Though Ballard writes time and again about young men in the grip of ambitions and obsessions, he himself seems not to be 'driven' in any way. He is famous in London for not accepting invitations to mix with the other literati and for avoiding the limelight. 'What are these limelights? No, I don't take part in English literary life in any way. I keep away from publishers' parties and the social chit-chat. I'm not against chit-chat, but I prefer to do it within my own circle of friends. In my experience, too many writers whom one meets at these events have a rather small-scale view of the world -- English provincialism at its worst." And, he admits, fundamentally he is shy.

He finished writing The Day of Creation in March, 1987, and, suffering the distractions of fame and the Spielberg film, he was unable to get back to fiction writing until a few weeks ago. He is now at work on a novella. Someday, he says, "after a decent interval," he would like to write another book like Empire of the Sun, set in Shanghai during World War II. "There is an awful lot of material. But it does take a while for these things to brew up." In the meantime, he is sure that the enormous Empire of the Sun readership will move on with him to other genres. "I wouldn't expect anybody to go from Empire of the Sun to something like Crash, say, or to a very imaginative science fiction novel of mine like The Crystal World, without having to stand back for a minute and say, 'Okay, I'm reading a rather different sort of book.' But I think they can go from Empire of the Sun to The Day of Creation without a pause because they are both realistic books -- even adventure stories."

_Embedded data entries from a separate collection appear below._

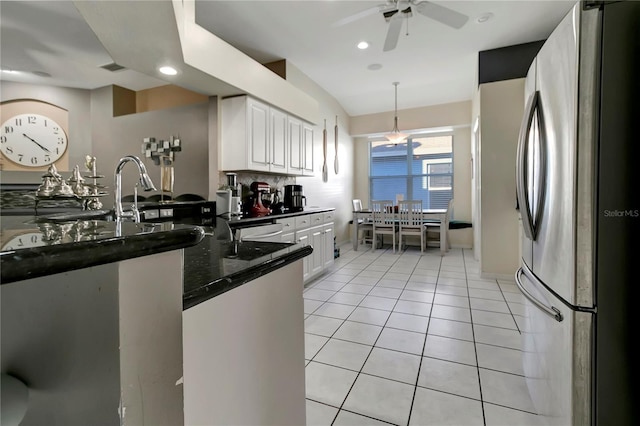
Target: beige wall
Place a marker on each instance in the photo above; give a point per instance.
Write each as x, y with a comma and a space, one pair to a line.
457, 116
501, 110
93, 130
430, 117
114, 137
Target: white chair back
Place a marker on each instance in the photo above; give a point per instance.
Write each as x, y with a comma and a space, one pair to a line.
382, 211
410, 213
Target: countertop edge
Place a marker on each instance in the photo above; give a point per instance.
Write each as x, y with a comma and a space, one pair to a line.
18, 265
229, 282
272, 217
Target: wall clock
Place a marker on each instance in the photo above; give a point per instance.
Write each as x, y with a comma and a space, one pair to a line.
24, 240
33, 135
32, 140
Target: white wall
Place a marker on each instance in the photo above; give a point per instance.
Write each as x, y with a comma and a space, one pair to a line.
456, 115
76, 101
114, 137
338, 190
94, 131
501, 110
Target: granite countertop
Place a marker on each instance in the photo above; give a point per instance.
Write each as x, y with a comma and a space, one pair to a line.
218, 265
213, 263
234, 222
33, 248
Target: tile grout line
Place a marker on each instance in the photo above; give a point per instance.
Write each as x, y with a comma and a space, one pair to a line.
475, 347
365, 361
424, 345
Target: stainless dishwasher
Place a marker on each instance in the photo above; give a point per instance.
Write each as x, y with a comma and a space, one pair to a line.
271, 232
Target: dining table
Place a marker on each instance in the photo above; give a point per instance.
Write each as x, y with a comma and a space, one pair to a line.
428, 216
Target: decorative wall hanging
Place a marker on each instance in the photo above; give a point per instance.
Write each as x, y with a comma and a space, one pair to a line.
325, 174
336, 139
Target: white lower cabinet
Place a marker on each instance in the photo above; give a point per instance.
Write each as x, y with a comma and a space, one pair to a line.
302, 237
317, 257
244, 354
328, 246
315, 229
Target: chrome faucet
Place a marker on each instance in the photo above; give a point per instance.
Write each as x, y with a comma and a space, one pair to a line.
145, 181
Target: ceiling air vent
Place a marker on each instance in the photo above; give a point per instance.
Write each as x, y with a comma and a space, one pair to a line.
112, 67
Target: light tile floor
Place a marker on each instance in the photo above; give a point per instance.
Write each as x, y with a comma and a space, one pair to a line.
413, 339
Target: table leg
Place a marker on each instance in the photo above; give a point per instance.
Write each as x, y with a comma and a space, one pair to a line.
354, 234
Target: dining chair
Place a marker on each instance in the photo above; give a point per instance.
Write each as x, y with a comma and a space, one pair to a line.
384, 221
410, 221
434, 227
363, 224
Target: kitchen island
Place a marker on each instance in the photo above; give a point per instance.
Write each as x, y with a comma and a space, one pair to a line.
92, 313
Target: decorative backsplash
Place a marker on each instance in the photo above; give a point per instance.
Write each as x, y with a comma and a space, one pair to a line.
246, 178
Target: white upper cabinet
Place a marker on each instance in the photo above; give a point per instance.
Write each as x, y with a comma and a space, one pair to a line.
300, 147
259, 137
278, 141
294, 126
307, 141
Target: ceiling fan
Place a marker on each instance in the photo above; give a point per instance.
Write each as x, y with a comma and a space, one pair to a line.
395, 10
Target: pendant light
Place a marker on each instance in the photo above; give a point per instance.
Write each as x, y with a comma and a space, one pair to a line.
396, 136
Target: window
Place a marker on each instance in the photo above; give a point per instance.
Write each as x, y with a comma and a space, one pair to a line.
421, 168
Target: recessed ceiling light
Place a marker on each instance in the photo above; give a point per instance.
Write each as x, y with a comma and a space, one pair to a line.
168, 70
484, 17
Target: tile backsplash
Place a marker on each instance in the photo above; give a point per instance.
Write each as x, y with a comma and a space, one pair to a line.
276, 182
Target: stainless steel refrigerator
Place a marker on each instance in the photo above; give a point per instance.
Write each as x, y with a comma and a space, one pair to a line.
577, 177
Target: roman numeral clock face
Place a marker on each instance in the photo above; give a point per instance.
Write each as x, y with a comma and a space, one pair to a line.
32, 140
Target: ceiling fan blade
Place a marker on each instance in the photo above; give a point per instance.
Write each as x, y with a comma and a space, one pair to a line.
441, 14
356, 16
393, 33
364, 13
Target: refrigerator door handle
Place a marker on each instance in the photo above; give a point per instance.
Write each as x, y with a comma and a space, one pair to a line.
521, 190
549, 310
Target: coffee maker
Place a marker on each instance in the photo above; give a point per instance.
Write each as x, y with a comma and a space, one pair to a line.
257, 209
293, 198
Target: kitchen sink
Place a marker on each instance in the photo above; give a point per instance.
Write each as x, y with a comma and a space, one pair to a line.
77, 215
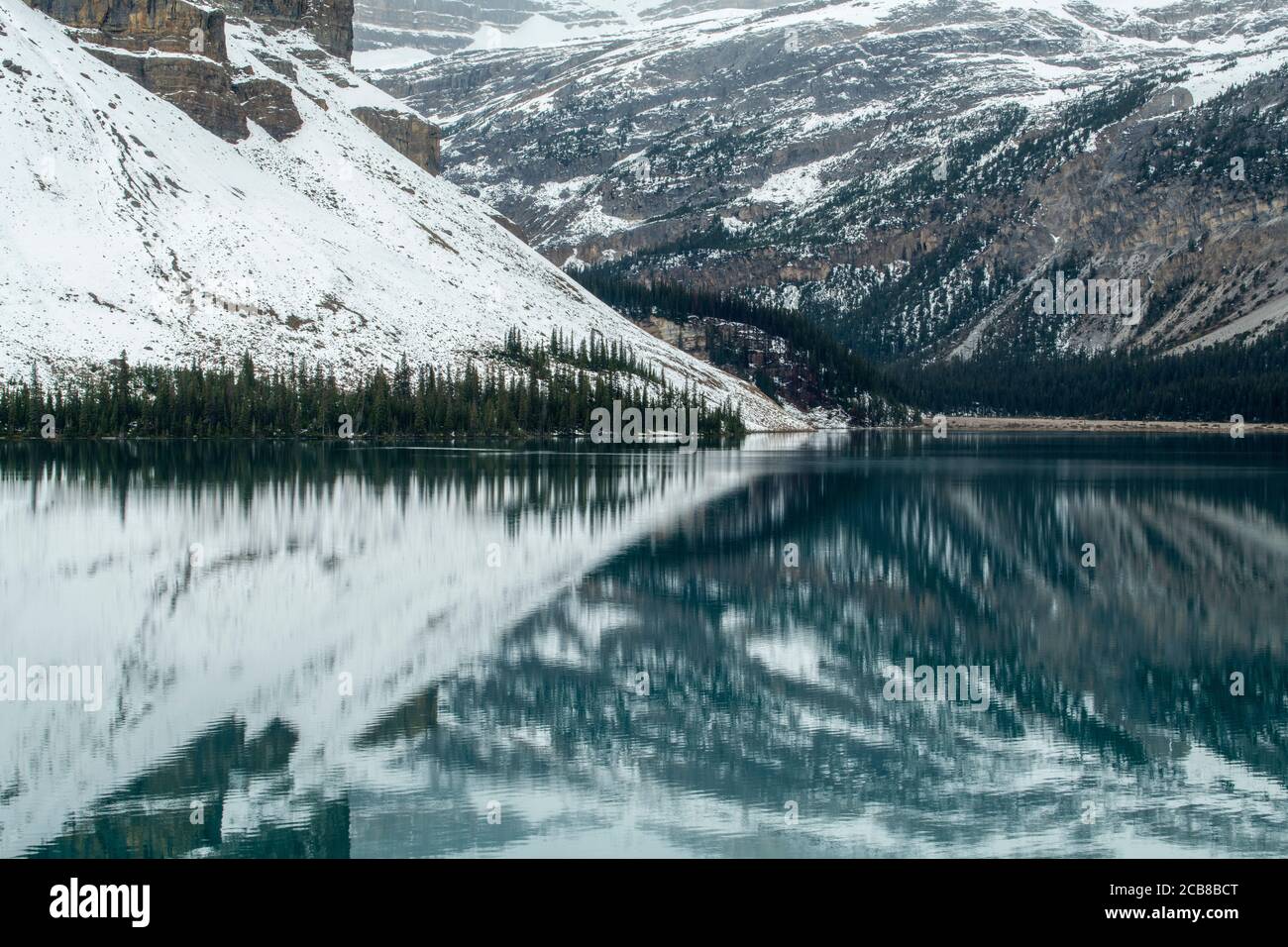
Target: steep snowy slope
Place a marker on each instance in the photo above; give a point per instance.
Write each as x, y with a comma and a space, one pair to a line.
822, 155
130, 227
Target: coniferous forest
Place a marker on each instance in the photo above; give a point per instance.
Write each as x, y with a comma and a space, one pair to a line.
1207, 384
549, 388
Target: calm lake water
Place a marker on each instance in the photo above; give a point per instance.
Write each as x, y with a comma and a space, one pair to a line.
343, 650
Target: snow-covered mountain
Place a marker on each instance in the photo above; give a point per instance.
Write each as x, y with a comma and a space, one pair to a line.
185, 184
896, 169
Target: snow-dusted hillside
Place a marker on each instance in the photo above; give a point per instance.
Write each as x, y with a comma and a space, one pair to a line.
773, 151
128, 226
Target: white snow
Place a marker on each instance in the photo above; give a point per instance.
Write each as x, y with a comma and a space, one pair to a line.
125, 221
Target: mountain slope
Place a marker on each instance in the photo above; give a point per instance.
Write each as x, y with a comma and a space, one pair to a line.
130, 227
897, 171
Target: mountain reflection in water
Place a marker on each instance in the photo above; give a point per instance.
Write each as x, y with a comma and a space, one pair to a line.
514, 689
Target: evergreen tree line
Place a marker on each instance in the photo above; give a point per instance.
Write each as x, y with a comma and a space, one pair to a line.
539, 394
1207, 384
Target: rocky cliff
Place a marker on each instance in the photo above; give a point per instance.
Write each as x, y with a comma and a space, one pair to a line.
178, 51
896, 170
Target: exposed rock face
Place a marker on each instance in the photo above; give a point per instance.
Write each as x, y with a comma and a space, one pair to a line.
408, 134
197, 85
799, 163
171, 26
128, 34
269, 105
330, 22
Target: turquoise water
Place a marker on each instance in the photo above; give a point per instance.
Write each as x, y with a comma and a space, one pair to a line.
544, 650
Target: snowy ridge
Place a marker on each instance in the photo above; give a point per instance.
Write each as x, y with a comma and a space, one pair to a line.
130, 227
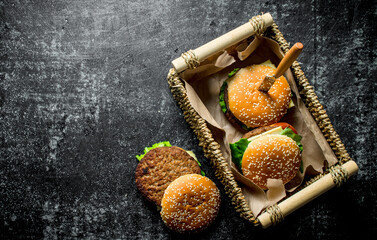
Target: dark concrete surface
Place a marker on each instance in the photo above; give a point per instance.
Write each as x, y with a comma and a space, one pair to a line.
83, 89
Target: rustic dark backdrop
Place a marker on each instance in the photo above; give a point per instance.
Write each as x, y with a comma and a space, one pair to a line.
83, 89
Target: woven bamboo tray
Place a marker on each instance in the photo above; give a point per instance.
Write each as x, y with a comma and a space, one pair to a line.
310, 189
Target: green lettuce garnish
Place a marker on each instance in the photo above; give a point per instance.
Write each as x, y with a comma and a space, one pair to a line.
156, 145
192, 154
238, 149
297, 138
167, 144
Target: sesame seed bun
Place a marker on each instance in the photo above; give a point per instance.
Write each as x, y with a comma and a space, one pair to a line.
271, 156
252, 107
159, 167
190, 203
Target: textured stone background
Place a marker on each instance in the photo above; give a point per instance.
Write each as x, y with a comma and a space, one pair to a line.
83, 90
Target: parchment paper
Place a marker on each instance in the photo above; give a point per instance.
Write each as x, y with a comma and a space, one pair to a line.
203, 86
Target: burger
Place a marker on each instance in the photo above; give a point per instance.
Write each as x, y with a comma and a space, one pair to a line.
245, 106
269, 152
161, 164
190, 203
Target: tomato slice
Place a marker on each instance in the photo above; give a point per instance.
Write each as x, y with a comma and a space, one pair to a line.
284, 125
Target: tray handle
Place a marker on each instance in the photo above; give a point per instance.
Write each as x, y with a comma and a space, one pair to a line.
192, 58
335, 177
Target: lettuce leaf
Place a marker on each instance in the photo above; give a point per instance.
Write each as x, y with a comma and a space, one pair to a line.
167, 144
297, 138
238, 149
192, 154
156, 145
222, 97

He writes about a world overwhelmed by calamities. Yet like Candide, he refuses to regard himself as a pessimist, and he goes about cultivating his own garden -- that is, 'cultivating his garden' metaphorically speaking. Next to his desk in the sitting room is a window facing the barest backyard imaginable. We look at Ballard's own bit of Sudan desert and laugh when he says, "I'm waiting for a river to flow."